Drawing on the Yiddish libretto, advertisements, reviews, and A. I. Grodzenski’s other work, I argue that this opera was Vilna’s unique performance of larger trends in Yiddish culture. When a new library of Yiddish translations of Russian and other non-Jewish works was being created, Grodzenski wished to push beyond the literary text to create a more comprehensive Yiddish culture using non-Jewish models.
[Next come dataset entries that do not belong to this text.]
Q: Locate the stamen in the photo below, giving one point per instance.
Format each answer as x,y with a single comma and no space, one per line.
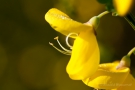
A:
64,52
67,39
56,38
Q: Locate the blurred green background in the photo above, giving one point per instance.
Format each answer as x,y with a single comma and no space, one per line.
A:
28,62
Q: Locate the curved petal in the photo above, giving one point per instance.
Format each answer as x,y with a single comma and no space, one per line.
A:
63,23
85,56
123,6
107,77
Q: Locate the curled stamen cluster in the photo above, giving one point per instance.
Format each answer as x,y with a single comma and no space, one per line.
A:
64,51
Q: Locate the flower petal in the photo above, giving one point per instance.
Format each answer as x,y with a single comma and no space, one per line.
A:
107,77
63,23
85,56
129,83
123,6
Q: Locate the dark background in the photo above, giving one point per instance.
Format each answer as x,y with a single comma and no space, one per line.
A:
28,62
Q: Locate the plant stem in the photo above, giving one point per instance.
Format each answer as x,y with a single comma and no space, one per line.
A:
131,51
131,20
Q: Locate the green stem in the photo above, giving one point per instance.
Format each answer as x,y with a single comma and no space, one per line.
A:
131,51
103,13
131,20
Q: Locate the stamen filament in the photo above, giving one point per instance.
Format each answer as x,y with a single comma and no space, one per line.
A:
56,38
68,37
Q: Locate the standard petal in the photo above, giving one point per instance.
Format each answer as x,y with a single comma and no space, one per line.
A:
107,77
63,23
123,6
85,56
129,83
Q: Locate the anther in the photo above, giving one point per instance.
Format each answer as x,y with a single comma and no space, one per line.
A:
67,39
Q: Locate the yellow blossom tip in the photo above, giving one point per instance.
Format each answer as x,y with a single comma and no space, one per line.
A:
63,23
56,38
123,6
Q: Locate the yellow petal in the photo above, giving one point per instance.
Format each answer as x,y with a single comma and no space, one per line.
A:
129,83
123,6
85,56
107,77
63,23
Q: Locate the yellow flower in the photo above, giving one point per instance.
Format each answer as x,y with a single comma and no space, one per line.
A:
108,77
128,84
85,56
123,6
63,23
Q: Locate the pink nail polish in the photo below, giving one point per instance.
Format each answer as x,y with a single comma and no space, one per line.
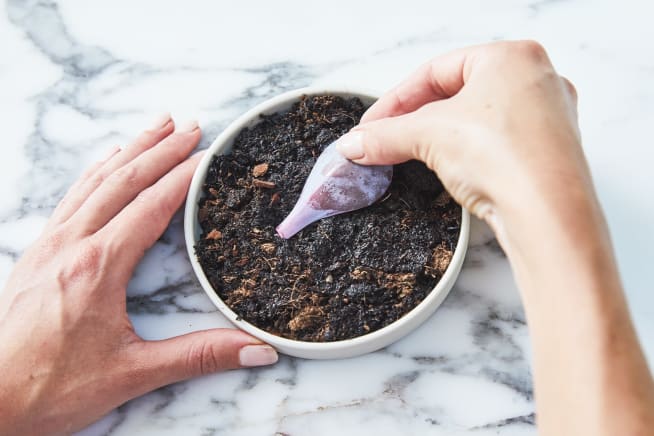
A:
160,121
187,126
257,355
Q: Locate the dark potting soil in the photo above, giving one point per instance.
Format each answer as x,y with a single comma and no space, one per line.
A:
341,277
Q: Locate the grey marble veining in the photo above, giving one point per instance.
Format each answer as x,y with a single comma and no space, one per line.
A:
80,77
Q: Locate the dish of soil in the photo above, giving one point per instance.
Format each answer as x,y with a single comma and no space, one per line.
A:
341,277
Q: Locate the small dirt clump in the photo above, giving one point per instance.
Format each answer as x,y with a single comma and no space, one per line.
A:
341,277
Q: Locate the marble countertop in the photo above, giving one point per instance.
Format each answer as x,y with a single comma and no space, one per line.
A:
78,77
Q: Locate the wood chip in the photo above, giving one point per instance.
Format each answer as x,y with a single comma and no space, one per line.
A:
260,170
214,234
263,184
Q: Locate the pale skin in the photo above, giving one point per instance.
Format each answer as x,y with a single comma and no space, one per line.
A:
495,122
499,127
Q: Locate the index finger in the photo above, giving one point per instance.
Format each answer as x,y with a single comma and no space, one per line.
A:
440,78
138,226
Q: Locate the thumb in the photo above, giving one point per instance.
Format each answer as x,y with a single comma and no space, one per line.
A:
387,141
204,352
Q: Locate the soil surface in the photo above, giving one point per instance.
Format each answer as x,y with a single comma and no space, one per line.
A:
341,277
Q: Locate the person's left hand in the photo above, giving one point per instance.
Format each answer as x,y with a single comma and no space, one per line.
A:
69,351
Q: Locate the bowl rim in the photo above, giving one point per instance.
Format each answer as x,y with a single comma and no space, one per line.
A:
191,225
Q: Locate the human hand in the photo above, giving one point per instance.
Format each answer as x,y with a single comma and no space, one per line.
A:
495,122
70,353
499,127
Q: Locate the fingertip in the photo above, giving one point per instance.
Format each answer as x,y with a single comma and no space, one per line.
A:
257,355
190,126
161,121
Although non-Jewish cultural hegemony was itself unstable as Vilna was changing hands in wartime, Russified Jews were not so quick to embrace the culture of their new Polish rulers. This paper explores the relationship of Jewish cultural production to Russian models when Vilna was no longer under Russian control. By translating both the opera and the novel upon which it was based, Grodzenski advanced a cultural agenda of bringing Yiddish into world literature as the voice of a diasporic people that was well in tune with its imperial surroundings and resistant to its post-imperial context. Concerned with the elevation of Yiddish and the construction of a comprehensive structure of cultural nationalism as he saw it, Grodzenski intentionally used the Russian score and libretto as a catalyst for the creation of Yiddish works in this non-Jewish genre of opera.
Grodzenski’s high-culture production differs from similar efforts in translation from non-Jewish to Jewish culture, however, in his fiercely democratic goals. In contrast to other Jewish cultural activists of the time, Grodzenski prioritized mass accessibility along with high culture—and found common cause with the revolutionaries that had toppled Vilna’s former Russian rulers.